2009-04-27 Thread polaar

Could this be related to this change: 
http://www.sqlalchemy.org/trac/changeset/5564

I encountered a similar problem with mssql/pyodbc today (the echo
output showed the correct statements and params, but no changes seemed
to be made in the db at all). The problem only occurred when using the
orm/session layer, same statements with engine.execute seemed to work.

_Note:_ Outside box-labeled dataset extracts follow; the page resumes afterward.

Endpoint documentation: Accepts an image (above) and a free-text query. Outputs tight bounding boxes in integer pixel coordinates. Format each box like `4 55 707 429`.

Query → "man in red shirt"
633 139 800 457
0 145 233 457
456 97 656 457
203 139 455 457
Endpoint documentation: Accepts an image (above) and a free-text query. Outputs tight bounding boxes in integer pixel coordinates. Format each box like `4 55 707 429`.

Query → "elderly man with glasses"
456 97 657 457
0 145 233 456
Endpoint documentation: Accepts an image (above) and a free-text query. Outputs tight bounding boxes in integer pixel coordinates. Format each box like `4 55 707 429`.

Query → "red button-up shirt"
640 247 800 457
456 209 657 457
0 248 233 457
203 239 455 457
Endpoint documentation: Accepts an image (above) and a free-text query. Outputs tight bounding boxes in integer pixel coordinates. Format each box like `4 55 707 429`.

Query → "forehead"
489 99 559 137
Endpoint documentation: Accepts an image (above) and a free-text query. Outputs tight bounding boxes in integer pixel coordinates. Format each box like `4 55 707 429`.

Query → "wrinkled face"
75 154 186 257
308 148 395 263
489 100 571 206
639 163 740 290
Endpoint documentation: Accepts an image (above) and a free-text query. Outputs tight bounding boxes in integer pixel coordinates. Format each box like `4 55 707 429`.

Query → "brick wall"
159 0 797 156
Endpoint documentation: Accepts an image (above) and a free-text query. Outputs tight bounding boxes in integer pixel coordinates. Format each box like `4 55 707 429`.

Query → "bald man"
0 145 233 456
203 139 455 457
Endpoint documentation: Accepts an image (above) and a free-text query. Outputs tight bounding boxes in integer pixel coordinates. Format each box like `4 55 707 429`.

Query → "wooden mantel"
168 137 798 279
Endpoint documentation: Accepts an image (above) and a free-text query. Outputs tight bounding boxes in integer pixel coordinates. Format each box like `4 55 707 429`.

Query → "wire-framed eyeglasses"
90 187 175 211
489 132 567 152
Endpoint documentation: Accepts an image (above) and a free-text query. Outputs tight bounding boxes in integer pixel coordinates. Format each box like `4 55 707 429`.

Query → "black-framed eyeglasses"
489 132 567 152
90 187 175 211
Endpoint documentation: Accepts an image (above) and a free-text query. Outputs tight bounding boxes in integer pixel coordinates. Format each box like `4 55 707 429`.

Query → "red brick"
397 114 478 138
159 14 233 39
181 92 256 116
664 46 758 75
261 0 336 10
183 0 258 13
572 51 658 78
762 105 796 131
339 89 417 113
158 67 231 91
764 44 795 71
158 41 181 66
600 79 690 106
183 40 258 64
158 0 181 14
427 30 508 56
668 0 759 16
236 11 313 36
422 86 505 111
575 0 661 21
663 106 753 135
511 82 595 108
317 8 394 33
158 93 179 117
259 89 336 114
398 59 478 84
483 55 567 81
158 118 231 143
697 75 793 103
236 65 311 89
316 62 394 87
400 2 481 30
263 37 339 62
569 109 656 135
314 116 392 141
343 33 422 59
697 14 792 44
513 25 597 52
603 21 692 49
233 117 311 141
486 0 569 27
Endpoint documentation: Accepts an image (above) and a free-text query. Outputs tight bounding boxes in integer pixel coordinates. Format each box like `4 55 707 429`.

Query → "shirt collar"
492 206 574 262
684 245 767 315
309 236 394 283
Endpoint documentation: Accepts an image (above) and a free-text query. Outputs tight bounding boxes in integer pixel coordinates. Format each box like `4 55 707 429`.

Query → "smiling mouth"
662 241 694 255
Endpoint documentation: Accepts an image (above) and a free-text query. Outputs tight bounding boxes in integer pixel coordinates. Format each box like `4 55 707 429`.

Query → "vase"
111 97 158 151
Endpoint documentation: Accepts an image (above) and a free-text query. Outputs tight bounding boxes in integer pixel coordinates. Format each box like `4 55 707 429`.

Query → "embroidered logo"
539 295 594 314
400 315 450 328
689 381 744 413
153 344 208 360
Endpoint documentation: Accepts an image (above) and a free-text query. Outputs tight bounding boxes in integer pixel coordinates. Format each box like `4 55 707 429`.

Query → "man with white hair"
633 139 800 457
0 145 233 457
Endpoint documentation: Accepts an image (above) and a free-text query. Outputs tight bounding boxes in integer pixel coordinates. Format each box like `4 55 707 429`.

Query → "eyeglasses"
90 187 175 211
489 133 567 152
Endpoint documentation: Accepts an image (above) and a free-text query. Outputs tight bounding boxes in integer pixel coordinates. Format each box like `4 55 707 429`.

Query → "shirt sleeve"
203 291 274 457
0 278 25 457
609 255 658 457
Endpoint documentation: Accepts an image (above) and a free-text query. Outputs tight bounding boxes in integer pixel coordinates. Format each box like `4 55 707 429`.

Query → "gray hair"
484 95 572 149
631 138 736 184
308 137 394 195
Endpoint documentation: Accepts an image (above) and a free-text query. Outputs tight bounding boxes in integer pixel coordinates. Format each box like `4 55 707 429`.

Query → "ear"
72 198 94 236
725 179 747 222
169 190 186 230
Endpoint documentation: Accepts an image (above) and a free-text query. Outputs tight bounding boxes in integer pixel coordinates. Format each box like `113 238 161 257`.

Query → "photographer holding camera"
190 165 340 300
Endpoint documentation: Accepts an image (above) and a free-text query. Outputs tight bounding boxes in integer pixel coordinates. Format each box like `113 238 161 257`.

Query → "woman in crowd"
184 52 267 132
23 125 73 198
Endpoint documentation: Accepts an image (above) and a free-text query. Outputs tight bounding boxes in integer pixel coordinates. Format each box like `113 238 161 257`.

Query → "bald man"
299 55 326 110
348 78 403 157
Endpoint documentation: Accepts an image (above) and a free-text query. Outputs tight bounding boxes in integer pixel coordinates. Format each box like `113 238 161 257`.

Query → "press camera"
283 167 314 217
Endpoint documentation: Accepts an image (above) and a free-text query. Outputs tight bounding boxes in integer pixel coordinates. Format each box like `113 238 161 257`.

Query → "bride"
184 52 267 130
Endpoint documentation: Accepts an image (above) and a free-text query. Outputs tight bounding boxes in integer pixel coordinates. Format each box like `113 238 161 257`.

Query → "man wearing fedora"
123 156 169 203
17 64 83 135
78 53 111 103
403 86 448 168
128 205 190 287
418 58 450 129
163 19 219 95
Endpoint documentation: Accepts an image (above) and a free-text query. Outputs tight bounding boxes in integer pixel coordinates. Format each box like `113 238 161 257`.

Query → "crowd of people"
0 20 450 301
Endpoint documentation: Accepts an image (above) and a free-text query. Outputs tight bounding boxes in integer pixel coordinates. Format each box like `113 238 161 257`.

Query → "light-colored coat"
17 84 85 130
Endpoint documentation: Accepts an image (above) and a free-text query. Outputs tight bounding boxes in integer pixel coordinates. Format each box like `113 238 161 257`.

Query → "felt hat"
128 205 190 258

I managed to fix it by reverting the change with the following
monkeypatch:

from sqlalchemy.databases.mssql import MSSQLDialect
MSSQLDialect.do_begin = lambda self, conn: pass

Not sure this is related though (or if this is a good solution), just
thought I'd let it know in case it helps.

greetings,

Steven



On 25 apr, 15:05, Michael Trier mtr...@gmail.com wrote:
 On Apr 24, 2009, at 7:50 PM, Michael Mileusnich  

 justmike2...@gmail.com wrote:
  Wow..your example worked for me.  Could the kwargs the issue?

 No. Likely you have some sort of conflict on the dbapi side.

 If it's possible for you to send me your actual code  
 (mtr...@gmail.com) I'd be happy to try and figure out the issue.

  On Fri, Apr 24, 2009 at 3:14 PM, mtrier mtr...@gmail.com wrote:

On Apr 24, 2009, at 4:02 AM, Michael Mileusnich wrote:

I have formated my PC with Vista 32.  I also Installed SQL  
  Server 2008
Express.  Installed Python 2.6 and pyodbc...SAME ISSUE.  I would  
  be willing
to have somebody overlook my python code.  With echo on  
  everything looks
like it should be INSERTING.

  I've written this script based on the information you have supplied.
  It works fine for me:

  from sqlalchemy import *
  from sqlalchemy.orm import *

  engine = create_engine('mssql://sprint:spr...@localhost/sprint',
  echo=True)
  metadata = MetaData(engine)
  Session = scoped_session(sessionmaker(bind=engine, autoflush=False,
  autocommit=True))

  action_table = Table(
         'ACTIONS', metadata,
         Column('ACTIONID', String(48), primary_key=True),
         Column('TITLE', String(128)),
         Column('CMDLINE', String(512)),
         Column('STDIN', Text),
         Column('STARTINDIR', String(512)),
         Column('PRIO', Integer),
         )

  class action(object):
     def __init__(self, ACTIONID, CMDLINE):
         self.ACTIONID = ACTIONID
         self.CMDLINE = CMDLINE

     def __repr__(self):
         return action('%s', '%s') % (self.ACTIONID, self.CMDLINE)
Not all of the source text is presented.